28 abril 2022

Ex-ministro trapalhão

O tiro saiu pela culatra

Cida Pedrosa*
 

Um tiro disparado acidentalmente, esta semana, no Aeroporto de Brasília por um ex-ministro da Educação mostra bem no que o Brasil se transformou desde que Bolsonaro e sua trupe de celerados ascendeu ao poder. Tem contrassenso maior que um ex-ministro da Educação, e ainda por cima pastor evangélico, andar armado? Não deveria ele estar portando livros (nem que fosse uma Bíblia) em vez de uma mortífera pistola Glock, de nove milímetros, capaz de disparar 17 vezes?

Antes que alguém tente contemporizar, alegando que o trapalhão é segundo tenente da reserva da Infantaria do Exército e tem porte de arma, obtido cinco meses após assumir o Ministério, graças a um registro de caçador, atirador desportivo e colecionador (CAC) concedido em prazo recorde de duas semanas, isso só torna tudo ainda pior.
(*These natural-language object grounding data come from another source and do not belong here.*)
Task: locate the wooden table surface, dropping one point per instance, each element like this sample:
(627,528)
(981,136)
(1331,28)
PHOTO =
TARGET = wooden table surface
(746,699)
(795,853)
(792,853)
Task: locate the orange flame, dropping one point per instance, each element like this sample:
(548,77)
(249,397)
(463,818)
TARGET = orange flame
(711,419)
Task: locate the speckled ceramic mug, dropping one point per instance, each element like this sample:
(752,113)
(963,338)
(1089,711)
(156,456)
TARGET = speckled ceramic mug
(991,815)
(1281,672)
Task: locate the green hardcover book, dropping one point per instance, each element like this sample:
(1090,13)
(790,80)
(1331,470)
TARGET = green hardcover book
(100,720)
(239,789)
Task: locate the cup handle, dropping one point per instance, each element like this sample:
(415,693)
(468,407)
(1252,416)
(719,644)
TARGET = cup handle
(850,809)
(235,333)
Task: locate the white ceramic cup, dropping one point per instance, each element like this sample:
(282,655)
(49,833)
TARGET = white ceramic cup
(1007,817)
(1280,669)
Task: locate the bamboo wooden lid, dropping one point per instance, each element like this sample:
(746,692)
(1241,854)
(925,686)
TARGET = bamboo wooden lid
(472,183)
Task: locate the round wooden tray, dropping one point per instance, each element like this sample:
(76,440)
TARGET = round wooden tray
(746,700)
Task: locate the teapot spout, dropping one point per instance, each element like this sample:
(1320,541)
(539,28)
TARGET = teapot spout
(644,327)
Afinal, comprova a total incapacidade de pessoas que, neste governo, têm obtido autorização para possuir ou portar armas de fogo num país que está entre os dez mais violentos do mundo, com taxa de 30,5 homicídios para 100 mil habitantes, segundo a ONU.

Felizmente, o tiro no aeroporto apenas feriu levemente uma funcionária, mas o número de armas cada vez maior em circulação nesse país, tem potencial, para causar muito mais estrago. Desde que a posse de armas foi flexibilizada é visível o aumento do número de pontos de vendas de armas de fogo. Em visita ao interior de Pernambuco recentemente, deparei, assustada, com muitas lojas dessas que, até pouco tempo atrás não existiam. No Recife, também é chocante ver grandes lojas de armamento até em pequenos shoppings de bairro.

Só quem lucra com tanta facilidade de acesso é quem fabrica ou vende esses artefatos. Ou a bandidagem, que consegue obter armas mais facilmente, tirando-as de cidadãos incautos, que se iludem achando que, armados estarão mais seguros. Do lado de quem perde está a imensa maioria da população, principalmente as mulheres.

Não são poucas as agressões e discussões que terminam em morte apenas porque o agressor teve acesso a uma arma de fogo.  Há casos incontáveis assim, ocorridos em lares onde a violência doméstica já faz morada, e no trânsito, onde se briga por qualquer futilidade.

Se vivêssemos em um país com um governo preocupado com o bem-estar da população, o Estatuto do Desarmamento jamais teria sido flexibilizado. A arma que o nosso povo precisa é a do conhecimento, através de uma boa educação que lhe garanta trabalho e vida digna. Justamente o que vem sendo negado por Bolsonaro e ministros do quilate do “atirador” Milton Ribeiro.

Para quem não lembra, o ex-ministro em questão é aquele que dizia que crianças com deficiências deveria estudar separadas das outras para não atrapalhar o aprendizado das demais e se tornou um “banco” de aliados de Bolsonaro, priorizando a liberação de recursos públicos da Educação para amigos dos pastores Gilmar Santos e Arilton Ribeiro, como mostraram gravações dele vazadas e divulgadas pela imprensa. Seu último ato, depois da demissão, foi justamente expor a estupidez e o risco que é armar incompetentes e desequilibrados.